Thanks for your note! When your mom told me how much you love funk music, I was just bowled over, and I couldn't get to the iTunes to make that mix disc fast enough. It's not every fourth-grader who appreciates that genre...and I should know, because when I was a fourth-grader, I did.
When I listen to the Spinners now, or James Brown, the Isleys, or Eddie Kendricks, it takes my mind back to graffiti-drenched New York City when I was your age. A place where considerable despair dwelled alongside joyful mellowship. The funk vibe was everywhere, bringing social commentary and free escape in equal doses. Just like the graffiti: a desperate expression...but the colors! Whenever a RR train rocketed past on the el tracks, a few blocks from my apartment building, I would stop and look up at the spectacle. Blocky letters, airbrushy splashes, in vivid-to-lurid tones, flying by. Really, it was like a comic-book blast up there, a save-the-day! message.

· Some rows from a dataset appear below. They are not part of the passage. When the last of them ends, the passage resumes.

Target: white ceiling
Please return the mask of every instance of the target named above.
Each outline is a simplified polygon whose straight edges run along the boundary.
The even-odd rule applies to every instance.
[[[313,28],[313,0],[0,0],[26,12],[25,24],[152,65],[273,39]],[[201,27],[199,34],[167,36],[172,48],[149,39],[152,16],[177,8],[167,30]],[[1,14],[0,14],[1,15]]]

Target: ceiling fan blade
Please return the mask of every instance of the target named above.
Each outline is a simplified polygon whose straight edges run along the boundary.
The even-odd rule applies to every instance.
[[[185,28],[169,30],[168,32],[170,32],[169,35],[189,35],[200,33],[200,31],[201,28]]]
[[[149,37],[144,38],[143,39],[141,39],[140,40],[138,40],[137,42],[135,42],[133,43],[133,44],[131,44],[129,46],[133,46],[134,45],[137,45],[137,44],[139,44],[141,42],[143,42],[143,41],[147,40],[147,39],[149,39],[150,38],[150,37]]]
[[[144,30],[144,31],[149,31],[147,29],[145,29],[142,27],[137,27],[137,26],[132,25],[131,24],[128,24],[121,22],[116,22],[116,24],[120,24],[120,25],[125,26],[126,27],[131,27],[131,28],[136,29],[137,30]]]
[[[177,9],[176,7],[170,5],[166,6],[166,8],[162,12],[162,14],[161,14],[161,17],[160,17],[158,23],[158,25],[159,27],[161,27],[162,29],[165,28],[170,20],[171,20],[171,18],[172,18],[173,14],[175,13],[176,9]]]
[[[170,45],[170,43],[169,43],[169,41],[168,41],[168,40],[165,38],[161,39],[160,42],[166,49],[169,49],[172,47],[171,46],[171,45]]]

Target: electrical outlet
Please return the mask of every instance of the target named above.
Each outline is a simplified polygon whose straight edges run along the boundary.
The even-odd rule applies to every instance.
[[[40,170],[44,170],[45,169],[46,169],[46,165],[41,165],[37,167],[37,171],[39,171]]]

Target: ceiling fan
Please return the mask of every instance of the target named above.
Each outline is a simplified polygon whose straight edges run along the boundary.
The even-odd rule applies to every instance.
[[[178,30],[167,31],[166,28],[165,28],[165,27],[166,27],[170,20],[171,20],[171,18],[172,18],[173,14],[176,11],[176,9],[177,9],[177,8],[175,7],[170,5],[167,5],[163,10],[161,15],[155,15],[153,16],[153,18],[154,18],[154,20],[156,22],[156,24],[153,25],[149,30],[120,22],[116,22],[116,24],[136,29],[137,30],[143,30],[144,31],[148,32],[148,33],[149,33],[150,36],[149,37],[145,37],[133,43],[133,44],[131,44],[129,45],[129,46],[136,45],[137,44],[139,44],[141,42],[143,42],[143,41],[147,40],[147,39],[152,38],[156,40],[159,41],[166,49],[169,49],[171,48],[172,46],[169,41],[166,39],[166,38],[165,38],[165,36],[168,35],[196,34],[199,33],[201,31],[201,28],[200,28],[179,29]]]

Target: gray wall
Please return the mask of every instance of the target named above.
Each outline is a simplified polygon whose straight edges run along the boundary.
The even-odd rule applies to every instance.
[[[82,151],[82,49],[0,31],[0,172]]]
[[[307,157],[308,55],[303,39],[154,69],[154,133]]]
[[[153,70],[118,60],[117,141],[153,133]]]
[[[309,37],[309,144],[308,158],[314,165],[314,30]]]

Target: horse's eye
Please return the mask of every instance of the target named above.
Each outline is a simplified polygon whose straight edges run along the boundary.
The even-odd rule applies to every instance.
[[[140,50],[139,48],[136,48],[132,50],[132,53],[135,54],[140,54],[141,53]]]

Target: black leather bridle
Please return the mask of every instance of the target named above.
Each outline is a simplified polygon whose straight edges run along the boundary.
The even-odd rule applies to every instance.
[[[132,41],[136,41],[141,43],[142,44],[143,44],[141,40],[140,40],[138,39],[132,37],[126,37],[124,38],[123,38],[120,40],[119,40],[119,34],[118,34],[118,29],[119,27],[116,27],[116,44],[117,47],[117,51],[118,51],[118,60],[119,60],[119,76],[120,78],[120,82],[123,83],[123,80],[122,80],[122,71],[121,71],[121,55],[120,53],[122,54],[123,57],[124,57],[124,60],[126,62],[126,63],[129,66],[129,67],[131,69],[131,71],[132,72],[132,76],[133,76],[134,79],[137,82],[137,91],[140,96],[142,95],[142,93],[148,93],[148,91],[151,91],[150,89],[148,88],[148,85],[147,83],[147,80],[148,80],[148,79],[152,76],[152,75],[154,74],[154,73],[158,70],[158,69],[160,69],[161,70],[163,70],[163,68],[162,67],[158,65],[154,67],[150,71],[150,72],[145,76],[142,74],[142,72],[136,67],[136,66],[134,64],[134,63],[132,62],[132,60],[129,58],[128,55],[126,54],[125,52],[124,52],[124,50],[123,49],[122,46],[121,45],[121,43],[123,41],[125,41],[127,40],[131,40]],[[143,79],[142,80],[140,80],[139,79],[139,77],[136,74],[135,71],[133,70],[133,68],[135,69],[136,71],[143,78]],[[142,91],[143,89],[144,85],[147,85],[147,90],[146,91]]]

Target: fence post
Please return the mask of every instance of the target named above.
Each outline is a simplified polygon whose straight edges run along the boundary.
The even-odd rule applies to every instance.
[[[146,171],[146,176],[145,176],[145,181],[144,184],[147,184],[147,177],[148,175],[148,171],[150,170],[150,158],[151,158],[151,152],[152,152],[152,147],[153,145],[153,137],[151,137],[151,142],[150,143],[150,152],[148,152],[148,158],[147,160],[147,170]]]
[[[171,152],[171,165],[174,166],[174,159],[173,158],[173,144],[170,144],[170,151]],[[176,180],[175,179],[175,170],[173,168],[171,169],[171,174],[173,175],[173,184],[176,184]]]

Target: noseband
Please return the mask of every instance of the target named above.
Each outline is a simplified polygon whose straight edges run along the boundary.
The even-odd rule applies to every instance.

The day needed saving...a lot of crime and poverty, back then. It seemed like even the sanitation department had given up on trying to tidy the place, so when I played in the outdoor courtyard of the apartment building with my friends, there was this perpetual grime, a grey dust all over the stoop, the sidewalk, wherever we sat. It never fazed me, not once. (Only the mom in me is taken aback, thinking of it now.) Because when you looked up, up, past the roofline of our building, past the surprisingly tall trees in front...the sky was incredible blue.
Playtime outside in that era demanded a transistor radio. Everyone had one--they were boxy little rectangles with a blippy dial. In our neighborhood, you toggled between WABC, WNBC, and--if you were lucky enough to have FM--WPLJ and WNEW. These stations cooked up a stew that included funk along with rock and pop.
Soon, we would all start acquiring boom boxes. That term sounds silly and dated now, but in 1977 it meant a holy grail of sound. That's because a boom box was BIG--like, eight times the size of a transistor--and it was (you'd catch your breath on this word) stereo. Most of us had never heard stereo before--most certainly, never in the streets. Boom boxes liberated sound quality from its tether in the living room. In NYC, when you weren't at school or eating a meal, you wanted to be in the streets; and out there, musical accompaniment was crucial. Stereo wove the sound around your group of friends, made you want to stay out and hang together longer.
The first song I ever heard in stereo was, alas, not funk. It was "Dreams" by Fleetwood Mac. My older brother handed me his new headphones--the puffy bubble kind, from Radio Shack--and switched on his new boom box. "Listen to this," he said. The song was mixed to drift and pulse, left channel to right channel. I actually got shivers, hearing the wide-open terrain of that sound--Lindsay Buckingham's haunted guitar notes chiming, setting the stage for Stevie Nicks' plaintive vocal.
Hamish, your mom told me you like disco, too, and I'm proud of you for that. Like boom box, disco is a term that is unfairly maligned. It symbolizes faddish things, but the music must not be confused with the attire and dance moves it spawned. The best disco grows from a funk root, and when you hear it, if you're open-minded--as you obviously are!--you're compelled to move and groove.
So thank you, Hamish, for the memories you are making right now, which will equate funk and joy and expression with downeast Maine. You've underscored what I already knew: that genre of music is universal, and it stays with you like a companion for as long as you're true to yourself.